PD: primarie a febbraio, tra rancori e paure

 

Si parla di nuova era in casa Dem.

Si ricomincia con le primarie che dovranno sancire il nuovo Segretario, il quale  in teoria dovrebbe ripristinare gli equilibri tra il partito e gli elettori.

Nuovi volti caratterizzano la scena, nuove idee concretizzano un gruppo che fa fatica a staccarsi da Matteo Renzi.

La data delle prossime primarie del Pd non è ancora certa ma a quanto pare non bisognerà attendere oltre inizio febbraio.
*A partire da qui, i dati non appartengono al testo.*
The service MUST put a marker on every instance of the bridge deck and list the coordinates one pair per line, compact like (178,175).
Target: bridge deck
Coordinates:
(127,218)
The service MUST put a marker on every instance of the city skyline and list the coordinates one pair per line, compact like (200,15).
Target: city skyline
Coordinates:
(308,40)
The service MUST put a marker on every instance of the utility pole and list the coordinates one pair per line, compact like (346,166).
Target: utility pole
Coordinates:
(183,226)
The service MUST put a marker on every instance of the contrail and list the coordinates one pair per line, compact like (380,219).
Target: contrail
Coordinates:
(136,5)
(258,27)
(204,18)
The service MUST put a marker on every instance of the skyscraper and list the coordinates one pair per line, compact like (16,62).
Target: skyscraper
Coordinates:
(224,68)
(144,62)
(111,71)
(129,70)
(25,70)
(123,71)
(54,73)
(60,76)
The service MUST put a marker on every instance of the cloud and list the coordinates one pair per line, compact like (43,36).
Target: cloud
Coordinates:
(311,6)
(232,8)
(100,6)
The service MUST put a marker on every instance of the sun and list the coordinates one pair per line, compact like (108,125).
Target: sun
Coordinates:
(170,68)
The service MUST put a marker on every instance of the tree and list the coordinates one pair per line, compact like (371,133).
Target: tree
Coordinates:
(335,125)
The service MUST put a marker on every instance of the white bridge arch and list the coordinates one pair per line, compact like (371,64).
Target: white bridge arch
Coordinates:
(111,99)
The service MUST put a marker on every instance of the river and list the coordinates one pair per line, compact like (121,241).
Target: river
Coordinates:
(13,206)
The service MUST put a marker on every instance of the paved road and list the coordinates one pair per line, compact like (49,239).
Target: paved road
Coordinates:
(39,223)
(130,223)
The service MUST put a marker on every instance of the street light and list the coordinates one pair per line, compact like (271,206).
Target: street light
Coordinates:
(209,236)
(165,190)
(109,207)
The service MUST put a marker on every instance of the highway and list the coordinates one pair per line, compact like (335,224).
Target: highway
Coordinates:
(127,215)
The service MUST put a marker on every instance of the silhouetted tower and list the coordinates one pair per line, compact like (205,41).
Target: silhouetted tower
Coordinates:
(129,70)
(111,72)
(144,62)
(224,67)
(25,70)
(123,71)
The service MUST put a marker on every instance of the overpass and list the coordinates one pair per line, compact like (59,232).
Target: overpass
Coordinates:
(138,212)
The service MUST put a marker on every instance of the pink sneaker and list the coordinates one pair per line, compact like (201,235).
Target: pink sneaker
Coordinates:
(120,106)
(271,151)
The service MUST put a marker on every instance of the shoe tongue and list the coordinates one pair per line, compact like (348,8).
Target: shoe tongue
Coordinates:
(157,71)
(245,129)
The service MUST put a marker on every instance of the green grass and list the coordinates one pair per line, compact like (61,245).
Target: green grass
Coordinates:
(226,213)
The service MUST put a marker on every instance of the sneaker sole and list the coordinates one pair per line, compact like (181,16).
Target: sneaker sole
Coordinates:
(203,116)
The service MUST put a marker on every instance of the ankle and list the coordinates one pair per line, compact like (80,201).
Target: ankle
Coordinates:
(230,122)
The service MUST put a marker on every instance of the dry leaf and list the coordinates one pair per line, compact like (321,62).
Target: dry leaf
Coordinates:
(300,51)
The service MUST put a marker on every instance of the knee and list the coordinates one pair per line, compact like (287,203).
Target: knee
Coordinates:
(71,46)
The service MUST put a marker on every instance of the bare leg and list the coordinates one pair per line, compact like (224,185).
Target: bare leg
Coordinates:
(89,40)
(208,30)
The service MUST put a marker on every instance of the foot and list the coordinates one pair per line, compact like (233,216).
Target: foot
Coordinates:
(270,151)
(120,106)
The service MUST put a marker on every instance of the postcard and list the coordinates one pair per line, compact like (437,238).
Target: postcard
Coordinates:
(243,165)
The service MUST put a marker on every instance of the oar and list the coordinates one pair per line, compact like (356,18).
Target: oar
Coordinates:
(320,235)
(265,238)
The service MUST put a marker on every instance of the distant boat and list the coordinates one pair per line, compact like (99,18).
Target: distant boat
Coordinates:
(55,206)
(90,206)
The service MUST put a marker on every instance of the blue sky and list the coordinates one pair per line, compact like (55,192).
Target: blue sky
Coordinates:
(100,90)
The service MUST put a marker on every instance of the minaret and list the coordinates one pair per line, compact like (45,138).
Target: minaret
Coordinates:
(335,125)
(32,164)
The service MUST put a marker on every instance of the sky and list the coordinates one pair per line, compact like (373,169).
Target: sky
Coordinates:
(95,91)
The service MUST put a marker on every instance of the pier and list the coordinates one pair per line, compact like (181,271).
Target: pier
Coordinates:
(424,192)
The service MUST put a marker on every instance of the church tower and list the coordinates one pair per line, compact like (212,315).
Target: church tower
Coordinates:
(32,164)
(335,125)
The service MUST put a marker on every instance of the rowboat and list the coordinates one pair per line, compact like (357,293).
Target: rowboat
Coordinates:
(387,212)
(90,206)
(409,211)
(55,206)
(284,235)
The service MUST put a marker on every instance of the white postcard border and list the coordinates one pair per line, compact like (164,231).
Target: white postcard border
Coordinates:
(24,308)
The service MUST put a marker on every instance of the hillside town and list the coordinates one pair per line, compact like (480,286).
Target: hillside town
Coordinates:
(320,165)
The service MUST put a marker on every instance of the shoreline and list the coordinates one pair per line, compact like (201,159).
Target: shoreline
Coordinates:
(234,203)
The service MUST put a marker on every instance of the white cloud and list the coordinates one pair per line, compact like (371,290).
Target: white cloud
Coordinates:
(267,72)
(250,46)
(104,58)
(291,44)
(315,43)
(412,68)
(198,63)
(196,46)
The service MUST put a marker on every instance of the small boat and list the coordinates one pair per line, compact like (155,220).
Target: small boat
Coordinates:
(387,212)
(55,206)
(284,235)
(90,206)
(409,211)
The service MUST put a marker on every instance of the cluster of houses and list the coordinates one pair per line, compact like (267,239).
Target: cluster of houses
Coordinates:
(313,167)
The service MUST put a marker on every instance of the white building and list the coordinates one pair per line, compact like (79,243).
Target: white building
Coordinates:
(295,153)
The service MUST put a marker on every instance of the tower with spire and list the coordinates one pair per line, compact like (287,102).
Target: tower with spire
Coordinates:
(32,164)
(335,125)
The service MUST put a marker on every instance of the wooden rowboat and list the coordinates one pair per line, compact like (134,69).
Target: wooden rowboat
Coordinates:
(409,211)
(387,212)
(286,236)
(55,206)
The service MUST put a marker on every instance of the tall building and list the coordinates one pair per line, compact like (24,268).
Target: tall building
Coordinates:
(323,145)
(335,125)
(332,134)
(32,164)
D’altra parte, qualcosa in più si sa sui candidati in corsa per la segreteria.

Tra questi ci sarà di certo Nicola Zingaretti: presidente del Lazio al secondo mandato, l’anti-Renzi conterà sul sostegno di Gentiloni e Franceschini. La sua candidatura viene guardata con interesse anche dagli ex di LeU. A sfidarlo, innanzitutto, Matteo Richetti, “renziano” ma critico con l’ex premier potrebbe incassare il pesante appoggio di Graziano Delrio.
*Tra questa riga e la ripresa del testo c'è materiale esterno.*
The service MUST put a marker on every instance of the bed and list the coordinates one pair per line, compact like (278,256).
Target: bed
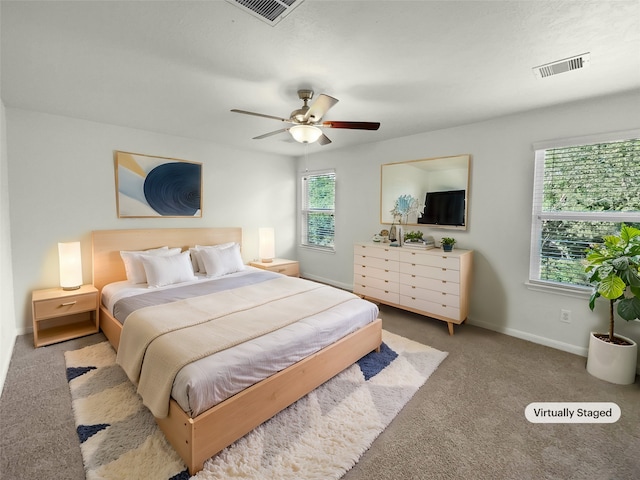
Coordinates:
(197,437)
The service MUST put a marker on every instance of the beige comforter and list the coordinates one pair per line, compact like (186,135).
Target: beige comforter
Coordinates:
(158,341)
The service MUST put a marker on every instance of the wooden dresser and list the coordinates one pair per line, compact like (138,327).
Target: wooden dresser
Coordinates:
(429,282)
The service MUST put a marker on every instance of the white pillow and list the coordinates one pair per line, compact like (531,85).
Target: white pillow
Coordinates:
(193,252)
(222,261)
(196,253)
(167,270)
(133,266)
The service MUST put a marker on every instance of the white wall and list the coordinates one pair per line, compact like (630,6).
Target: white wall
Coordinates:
(7,312)
(499,213)
(63,186)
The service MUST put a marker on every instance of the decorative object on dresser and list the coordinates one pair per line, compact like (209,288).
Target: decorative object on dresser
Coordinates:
(428,282)
(60,315)
(280,265)
(447,243)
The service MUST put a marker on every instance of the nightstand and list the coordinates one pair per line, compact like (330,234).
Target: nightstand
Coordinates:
(60,315)
(280,265)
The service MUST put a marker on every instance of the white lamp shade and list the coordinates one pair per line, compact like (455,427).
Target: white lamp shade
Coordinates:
(70,258)
(305,133)
(266,244)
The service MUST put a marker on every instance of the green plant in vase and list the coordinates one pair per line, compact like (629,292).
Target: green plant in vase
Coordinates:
(413,237)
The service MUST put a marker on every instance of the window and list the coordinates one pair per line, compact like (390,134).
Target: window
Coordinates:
(583,189)
(318,209)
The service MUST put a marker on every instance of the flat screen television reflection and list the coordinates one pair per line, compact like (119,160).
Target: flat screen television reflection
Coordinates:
(444,208)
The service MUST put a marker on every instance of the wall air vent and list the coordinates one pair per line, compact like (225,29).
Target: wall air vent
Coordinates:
(269,11)
(561,66)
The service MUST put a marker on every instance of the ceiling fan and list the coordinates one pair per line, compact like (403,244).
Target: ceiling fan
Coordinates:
(307,120)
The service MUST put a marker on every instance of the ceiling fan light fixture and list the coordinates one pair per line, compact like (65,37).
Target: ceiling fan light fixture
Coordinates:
(305,133)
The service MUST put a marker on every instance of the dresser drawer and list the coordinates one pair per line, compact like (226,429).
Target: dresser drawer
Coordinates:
(385,296)
(379,283)
(438,273)
(389,253)
(68,305)
(443,298)
(431,308)
(430,283)
(375,262)
(368,271)
(431,260)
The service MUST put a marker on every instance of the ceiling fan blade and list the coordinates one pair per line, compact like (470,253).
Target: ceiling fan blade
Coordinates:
(261,115)
(324,140)
(321,106)
(270,133)
(352,125)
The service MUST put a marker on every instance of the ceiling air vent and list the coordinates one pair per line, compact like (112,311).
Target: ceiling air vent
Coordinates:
(269,11)
(561,66)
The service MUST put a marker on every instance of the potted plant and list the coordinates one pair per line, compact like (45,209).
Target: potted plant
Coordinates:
(447,243)
(413,237)
(613,268)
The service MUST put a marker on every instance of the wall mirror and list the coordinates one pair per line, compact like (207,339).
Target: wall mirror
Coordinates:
(434,191)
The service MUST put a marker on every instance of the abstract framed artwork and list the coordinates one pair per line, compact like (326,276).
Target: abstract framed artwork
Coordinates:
(149,186)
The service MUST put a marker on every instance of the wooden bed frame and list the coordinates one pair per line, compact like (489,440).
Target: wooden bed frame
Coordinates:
(198,439)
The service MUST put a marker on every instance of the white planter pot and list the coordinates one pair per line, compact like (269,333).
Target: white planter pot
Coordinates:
(612,363)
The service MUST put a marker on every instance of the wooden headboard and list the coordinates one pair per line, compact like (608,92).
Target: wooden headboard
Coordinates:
(108,266)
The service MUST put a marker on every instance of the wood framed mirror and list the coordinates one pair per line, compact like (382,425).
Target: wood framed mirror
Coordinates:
(438,188)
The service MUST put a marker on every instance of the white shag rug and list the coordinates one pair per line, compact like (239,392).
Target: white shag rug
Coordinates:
(320,437)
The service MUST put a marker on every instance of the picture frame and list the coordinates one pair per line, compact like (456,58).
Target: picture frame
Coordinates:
(149,186)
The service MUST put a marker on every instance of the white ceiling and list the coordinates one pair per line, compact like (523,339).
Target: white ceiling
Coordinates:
(178,67)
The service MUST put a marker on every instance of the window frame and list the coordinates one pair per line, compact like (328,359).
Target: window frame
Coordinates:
(538,215)
(305,210)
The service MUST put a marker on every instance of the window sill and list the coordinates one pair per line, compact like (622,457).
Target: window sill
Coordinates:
(557,289)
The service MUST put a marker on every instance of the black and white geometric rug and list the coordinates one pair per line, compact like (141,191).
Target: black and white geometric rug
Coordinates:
(320,437)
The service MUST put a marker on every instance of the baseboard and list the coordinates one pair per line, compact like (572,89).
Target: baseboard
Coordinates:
(5,360)
(547,342)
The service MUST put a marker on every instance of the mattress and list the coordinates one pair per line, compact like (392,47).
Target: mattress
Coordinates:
(211,380)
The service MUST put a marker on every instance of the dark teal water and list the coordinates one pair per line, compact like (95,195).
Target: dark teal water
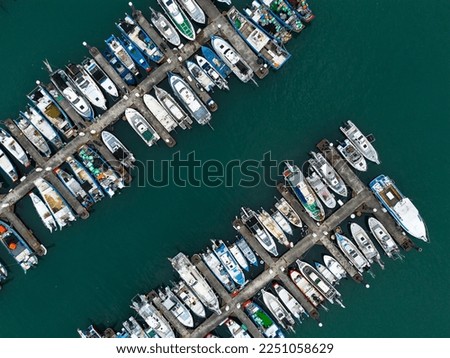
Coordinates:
(382,64)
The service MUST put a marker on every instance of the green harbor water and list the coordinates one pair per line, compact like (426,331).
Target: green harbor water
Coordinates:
(383,64)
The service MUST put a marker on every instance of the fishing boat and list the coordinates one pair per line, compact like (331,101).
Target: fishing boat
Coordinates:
(282,222)
(352,155)
(59,208)
(335,268)
(218,270)
(262,320)
(350,251)
(228,262)
(87,181)
(321,190)
(165,28)
(178,18)
(316,279)
(140,39)
(249,218)
(17,247)
(400,207)
(172,107)
(360,141)
(173,304)
(152,317)
(272,227)
(33,135)
(160,113)
(100,77)
(247,251)
(123,72)
(135,54)
(63,84)
(43,126)
(200,76)
(288,212)
(311,293)
(328,174)
(122,55)
(14,148)
(383,237)
(141,126)
(189,99)
(189,299)
(7,166)
(284,12)
(232,59)
(236,330)
(365,244)
(46,104)
(44,212)
(215,76)
(261,16)
(74,187)
(239,256)
(261,43)
(289,301)
(215,62)
(281,314)
(326,273)
(86,85)
(118,149)
(100,169)
(134,329)
(195,281)
(303,192)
Della partita sarà anche a Francesco Boccia, esponente di spicco dell’ala facente capo al governatore pugliese Michele Emiliano. Spazio anche per il giovane outsider Dario Corallo.

Le primarie dunque, l'arma a doppio taglio che potrebbe riaprire vecchie ferite e vecchie inchieste. Una tra tutte quella di Salerno (falsi tesseramenti 2012 e primarie inquinate) che ha portato scompiglio nel gruppo dirigente di quel PD targato Vincenzo De Luca.